Price-prediction models

4.1

Model development

In this work, a hybrid PCA-DNN model, using 1,244 extracted feature records, X_PCA (Eq. [12]), is adopted over small-sized real-estate price data (Figure 5).

PCA-DNN model. DNN, deep neural networks; PCA-DNN, principal component analysis-deep neural networks; PCA, principal component analysis.

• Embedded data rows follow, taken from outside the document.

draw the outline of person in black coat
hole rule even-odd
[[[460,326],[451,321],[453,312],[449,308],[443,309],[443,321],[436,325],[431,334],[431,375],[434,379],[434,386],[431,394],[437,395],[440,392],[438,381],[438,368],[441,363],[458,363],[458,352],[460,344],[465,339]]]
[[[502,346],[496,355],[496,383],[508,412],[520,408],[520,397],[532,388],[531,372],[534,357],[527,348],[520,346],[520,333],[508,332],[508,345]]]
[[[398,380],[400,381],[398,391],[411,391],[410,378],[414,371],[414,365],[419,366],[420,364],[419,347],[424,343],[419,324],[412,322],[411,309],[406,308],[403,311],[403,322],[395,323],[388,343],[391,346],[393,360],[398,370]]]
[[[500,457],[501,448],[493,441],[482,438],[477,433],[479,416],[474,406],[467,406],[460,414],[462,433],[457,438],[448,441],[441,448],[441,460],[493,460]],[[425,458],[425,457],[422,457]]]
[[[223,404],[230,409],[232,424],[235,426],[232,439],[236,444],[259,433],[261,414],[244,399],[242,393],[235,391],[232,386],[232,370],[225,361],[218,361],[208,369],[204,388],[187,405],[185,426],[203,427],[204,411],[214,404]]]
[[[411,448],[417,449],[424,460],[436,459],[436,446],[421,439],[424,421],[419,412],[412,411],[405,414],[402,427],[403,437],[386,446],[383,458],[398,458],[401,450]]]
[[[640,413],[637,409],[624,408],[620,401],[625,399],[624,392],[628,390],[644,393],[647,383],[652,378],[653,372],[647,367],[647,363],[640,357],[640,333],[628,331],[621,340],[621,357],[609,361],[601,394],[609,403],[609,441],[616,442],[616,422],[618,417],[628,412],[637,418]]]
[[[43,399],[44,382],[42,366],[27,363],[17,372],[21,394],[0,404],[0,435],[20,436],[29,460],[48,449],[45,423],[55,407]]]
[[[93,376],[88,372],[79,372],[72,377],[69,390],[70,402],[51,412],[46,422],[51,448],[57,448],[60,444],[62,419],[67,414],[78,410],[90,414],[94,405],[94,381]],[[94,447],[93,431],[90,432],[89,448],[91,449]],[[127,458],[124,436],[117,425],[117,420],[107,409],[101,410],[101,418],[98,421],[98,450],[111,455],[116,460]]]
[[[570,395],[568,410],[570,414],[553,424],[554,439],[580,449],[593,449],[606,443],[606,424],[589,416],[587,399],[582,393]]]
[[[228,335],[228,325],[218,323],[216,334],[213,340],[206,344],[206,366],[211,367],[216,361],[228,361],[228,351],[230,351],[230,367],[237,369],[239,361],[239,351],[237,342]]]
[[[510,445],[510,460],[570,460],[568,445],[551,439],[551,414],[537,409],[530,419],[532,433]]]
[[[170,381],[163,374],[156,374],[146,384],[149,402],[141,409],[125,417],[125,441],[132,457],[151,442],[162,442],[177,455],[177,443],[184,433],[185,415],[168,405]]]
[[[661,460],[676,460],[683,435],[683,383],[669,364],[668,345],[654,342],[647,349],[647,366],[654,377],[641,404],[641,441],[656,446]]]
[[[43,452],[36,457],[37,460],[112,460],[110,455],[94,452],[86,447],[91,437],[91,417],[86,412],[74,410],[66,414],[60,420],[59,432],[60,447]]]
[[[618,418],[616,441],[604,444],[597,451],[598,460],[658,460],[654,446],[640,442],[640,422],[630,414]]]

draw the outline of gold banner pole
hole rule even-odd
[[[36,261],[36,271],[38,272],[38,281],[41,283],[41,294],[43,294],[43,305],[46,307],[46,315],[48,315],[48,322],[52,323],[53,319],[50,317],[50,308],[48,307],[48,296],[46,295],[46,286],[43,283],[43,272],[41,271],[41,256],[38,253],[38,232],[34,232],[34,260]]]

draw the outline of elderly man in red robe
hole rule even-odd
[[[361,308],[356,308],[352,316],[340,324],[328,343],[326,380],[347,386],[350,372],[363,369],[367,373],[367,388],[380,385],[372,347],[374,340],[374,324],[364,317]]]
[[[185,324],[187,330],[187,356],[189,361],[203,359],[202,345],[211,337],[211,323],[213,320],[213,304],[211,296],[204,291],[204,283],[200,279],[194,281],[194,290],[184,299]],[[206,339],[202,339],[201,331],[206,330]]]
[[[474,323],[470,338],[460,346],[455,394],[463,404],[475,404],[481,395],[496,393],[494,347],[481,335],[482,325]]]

The PCA-DNN model extracts and translates real-estate price features into new feature space, significantly enhancing the quality of feature attributes as well as the prediction ability of the DNN model.

4.2

Benchmark model

For performance evaluation of the developed model, backward SRA is also used. SRA selects influential features through forward and backward stepwise analyses. Among these, backward SRA uses all the variable features within a single model and comparatively retains a larger value of R². Hence, SRA attempts to select a minimum number of independent variables (feature columns) with the most meaningful explanation of the dependent variable (price records). The backward SRA initiates with the evaluation of all explanatory features, X (Eq. [4]), with respect to their probability of occurrence in sample data, called P-value or significance level. Afterwards, the selected features, X_Reg, are obtained and fed into the DNN model.

Therefore, this study compares the predictive and computational cost performance of the adopted PCA-DNN model with DNN and SRA-DNN models to evaluate its efficiency in the handling of the high-dimensional dataset (Figure 6).

Structure of (a) DNN and (b) SRA-DNN models. DNN, deep neural networks; SRA-DNN, stepwise regression analysis-deep neural networks.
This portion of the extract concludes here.